Telecom vendors may have to wait until 2020 for 5G to bring growth back

5G gear
Image credit: Tadej Pibernik /

The telecoms infrastructure market is still in decline, and vendors banking on 5G to kickstart the market and get revenues back on track are going to have to wait a couple more years before that happens, according to Technology Business Research (TBR).

The analyst firm’s latest telecom infrastructure services (TIS) market forecast (covering 2017-2022) says the global market did manage to grow in 2017 to $96.8 billion – but that’s only a 0.6% increase year-on-year. And that’s as good as it will get as revenues slide from now until 2020, which is when TBR expects spending on 5G deployments will bring growth back.

From the release:

“Payment recognition for maintenance contracts and other services-related work that covered LTE and fixed gear that was deployed in China over the past few years provided a significant boost to the TIS market and spurred overall market growth in 2017 rather than the expected market decline,” said TBR Telecom Senior Analyst Chris Antlitz. “TIS spend in China is now post-peak, which will have significant implications for key vendors that have exposure to the country and will be a drag on the overall market for the next few years. This will be offset by 5G and transformation-related investments.”

TBR adds that CAGRs in all subregions in APAC will decline during the forecast period due to the impact of M&A activity in India and post-peak LTE spend in the region, driven by China.
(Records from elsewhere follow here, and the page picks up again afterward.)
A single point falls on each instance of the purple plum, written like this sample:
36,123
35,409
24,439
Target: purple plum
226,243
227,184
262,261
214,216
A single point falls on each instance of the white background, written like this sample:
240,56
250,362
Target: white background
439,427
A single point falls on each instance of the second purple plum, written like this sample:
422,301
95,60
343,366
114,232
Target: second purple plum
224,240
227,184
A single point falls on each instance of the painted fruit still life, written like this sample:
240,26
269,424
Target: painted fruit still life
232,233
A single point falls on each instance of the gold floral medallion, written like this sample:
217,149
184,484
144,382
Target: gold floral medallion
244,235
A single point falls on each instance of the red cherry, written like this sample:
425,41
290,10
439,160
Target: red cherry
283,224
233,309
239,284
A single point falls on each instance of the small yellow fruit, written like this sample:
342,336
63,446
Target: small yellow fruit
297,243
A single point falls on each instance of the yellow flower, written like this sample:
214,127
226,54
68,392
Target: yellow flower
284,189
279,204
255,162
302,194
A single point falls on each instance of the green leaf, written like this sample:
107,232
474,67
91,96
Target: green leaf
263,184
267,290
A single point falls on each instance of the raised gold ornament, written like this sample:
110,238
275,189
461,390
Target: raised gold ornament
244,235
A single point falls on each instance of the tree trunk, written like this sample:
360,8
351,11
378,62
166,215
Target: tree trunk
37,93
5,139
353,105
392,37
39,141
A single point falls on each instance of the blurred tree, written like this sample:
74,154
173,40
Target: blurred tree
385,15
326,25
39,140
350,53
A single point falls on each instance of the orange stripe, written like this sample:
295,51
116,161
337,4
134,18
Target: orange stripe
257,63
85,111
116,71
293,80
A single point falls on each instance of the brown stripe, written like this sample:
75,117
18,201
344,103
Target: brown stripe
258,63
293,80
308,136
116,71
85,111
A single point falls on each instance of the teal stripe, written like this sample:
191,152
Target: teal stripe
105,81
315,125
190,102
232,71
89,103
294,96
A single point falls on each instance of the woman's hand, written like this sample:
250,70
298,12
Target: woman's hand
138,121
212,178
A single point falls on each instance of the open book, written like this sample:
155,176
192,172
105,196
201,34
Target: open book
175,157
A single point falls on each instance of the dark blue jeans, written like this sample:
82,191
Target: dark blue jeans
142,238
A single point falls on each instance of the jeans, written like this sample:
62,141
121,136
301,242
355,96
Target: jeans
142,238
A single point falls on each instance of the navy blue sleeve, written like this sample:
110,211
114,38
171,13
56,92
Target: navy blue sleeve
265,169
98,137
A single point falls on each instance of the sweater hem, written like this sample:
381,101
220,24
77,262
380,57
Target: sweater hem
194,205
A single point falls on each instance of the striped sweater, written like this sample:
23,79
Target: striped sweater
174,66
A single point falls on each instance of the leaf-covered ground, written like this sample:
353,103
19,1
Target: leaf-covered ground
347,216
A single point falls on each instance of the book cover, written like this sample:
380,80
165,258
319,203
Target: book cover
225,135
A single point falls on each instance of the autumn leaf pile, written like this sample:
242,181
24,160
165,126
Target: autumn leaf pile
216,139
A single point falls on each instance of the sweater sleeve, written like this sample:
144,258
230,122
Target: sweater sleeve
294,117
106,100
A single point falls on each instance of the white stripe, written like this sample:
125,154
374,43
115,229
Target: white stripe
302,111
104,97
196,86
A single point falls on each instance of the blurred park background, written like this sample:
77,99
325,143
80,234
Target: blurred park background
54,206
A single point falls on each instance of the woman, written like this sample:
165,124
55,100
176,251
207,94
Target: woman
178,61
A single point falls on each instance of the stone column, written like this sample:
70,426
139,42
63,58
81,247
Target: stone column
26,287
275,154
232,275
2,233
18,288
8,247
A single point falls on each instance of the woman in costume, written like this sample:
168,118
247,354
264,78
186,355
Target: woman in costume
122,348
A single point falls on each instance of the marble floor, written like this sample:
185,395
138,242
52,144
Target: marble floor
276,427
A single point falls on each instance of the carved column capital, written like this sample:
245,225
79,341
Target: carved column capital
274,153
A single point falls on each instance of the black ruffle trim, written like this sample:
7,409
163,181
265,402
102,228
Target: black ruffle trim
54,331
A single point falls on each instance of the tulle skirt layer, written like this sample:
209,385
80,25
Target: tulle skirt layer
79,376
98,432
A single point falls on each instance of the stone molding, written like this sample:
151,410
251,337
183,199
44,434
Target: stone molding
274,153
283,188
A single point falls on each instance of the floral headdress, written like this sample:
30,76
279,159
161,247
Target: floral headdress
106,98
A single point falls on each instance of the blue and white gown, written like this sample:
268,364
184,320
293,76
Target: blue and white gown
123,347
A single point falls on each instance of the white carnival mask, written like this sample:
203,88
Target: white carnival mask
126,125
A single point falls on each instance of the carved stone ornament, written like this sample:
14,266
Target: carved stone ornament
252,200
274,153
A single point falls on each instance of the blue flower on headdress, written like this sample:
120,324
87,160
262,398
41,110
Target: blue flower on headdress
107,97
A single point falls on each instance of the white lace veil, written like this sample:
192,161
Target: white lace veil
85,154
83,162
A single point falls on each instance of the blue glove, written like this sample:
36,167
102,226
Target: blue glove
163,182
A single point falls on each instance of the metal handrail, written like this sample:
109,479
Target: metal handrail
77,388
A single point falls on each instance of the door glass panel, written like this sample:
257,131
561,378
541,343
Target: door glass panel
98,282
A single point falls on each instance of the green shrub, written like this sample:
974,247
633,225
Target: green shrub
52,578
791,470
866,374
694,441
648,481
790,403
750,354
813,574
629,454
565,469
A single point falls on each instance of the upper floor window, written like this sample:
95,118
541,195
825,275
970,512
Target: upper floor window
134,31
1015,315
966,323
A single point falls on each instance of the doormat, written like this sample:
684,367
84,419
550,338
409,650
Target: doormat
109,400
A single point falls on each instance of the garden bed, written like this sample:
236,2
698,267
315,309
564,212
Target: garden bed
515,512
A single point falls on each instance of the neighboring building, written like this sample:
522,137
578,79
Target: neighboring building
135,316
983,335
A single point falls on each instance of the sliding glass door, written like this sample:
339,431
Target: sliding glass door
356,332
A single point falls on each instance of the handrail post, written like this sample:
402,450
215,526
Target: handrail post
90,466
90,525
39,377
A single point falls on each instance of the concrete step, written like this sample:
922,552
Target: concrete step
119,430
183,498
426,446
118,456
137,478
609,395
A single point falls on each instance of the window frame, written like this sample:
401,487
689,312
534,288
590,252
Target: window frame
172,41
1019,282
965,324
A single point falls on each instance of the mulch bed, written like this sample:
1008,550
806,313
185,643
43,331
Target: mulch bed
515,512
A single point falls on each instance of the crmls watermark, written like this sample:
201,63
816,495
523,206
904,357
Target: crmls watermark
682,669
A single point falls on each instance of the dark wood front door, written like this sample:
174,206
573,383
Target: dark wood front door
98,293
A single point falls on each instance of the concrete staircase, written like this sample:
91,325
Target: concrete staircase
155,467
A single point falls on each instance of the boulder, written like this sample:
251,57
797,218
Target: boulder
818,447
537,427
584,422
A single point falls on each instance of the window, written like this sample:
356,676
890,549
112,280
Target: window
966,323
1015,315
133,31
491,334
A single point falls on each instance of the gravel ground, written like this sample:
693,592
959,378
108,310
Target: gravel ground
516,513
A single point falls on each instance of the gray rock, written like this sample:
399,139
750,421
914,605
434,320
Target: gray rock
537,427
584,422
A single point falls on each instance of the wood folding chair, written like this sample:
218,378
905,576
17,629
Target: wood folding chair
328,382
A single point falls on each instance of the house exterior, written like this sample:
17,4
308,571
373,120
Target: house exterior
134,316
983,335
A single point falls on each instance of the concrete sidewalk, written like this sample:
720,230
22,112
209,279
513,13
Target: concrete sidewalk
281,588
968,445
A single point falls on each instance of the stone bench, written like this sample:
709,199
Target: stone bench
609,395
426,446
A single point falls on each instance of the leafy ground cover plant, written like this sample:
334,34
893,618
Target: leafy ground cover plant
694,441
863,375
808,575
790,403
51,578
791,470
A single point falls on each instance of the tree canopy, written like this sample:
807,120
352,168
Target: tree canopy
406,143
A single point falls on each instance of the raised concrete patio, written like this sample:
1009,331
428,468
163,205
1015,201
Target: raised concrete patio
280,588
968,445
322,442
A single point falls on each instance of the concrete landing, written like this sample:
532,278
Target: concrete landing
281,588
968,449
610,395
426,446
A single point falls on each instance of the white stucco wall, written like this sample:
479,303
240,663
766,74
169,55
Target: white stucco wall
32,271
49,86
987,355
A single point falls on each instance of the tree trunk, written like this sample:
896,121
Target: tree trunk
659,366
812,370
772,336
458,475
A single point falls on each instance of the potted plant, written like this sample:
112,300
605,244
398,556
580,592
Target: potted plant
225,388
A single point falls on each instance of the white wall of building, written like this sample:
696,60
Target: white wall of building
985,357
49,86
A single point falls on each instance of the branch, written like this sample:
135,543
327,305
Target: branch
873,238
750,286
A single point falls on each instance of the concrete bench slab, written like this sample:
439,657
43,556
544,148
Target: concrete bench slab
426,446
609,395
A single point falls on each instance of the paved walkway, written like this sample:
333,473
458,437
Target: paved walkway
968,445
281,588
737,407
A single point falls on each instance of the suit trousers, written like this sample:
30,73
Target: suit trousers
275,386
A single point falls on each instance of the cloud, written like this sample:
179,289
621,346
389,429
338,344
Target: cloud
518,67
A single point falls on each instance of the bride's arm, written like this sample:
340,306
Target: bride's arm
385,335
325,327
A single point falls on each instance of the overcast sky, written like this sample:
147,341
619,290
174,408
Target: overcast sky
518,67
If TBR’s forecast is anywhere near accurate, that’s not good news for vendors like Nokia, who reported an 87% plunge in operating profits for its network business for Q1 2018. CEO Rajeev Suri said he’s confident that with 5G arriving sooner than expected, and with high-profile 5G launches expected by operators in the US and China scheduled for the end of the year, the next-gen technology will push network equipment revenues back up.

However, TBR isn’t the only analyst firm skeptical of the notion of 5G as a capex bonanza for vendors. Earlier this year, Rethink Research issued a report which found that for the most part, operators aren’t prepared to sink that much money into 5G when the business case for it isn’t clear – they’re more interested in getting the most out of their existing 4G networks. So while they will be spending money on next-gen architectures, virtualized RANs, hyper-densification, and massive MIMO antenna arrays, most will deploy them in existing 4G networks.

That may be why Huawei Technologies – who has been leading the 5G hype brigade for the last few years – is now dialing down the “5G is now” marketing message and focusing more on beefing up 4G to serve in the overall 5G ecosystem whenever operators are ready to go the full monty.

Meanwhile, the TBR forecast also expects professional services to be the fastest-growing services segment through the forecast period, driven by operator transformation efforts. TBR also says investments in NFV, SDN, cloud and automation will reduce the volume of product-attached services.

TBR also noted that software-centric vendors will relatively outperform hardware-centric vendors on a relative basis “because they will be best able to withstand as well as capitalize on the opportunities that NFV, SDN and cloud provide.”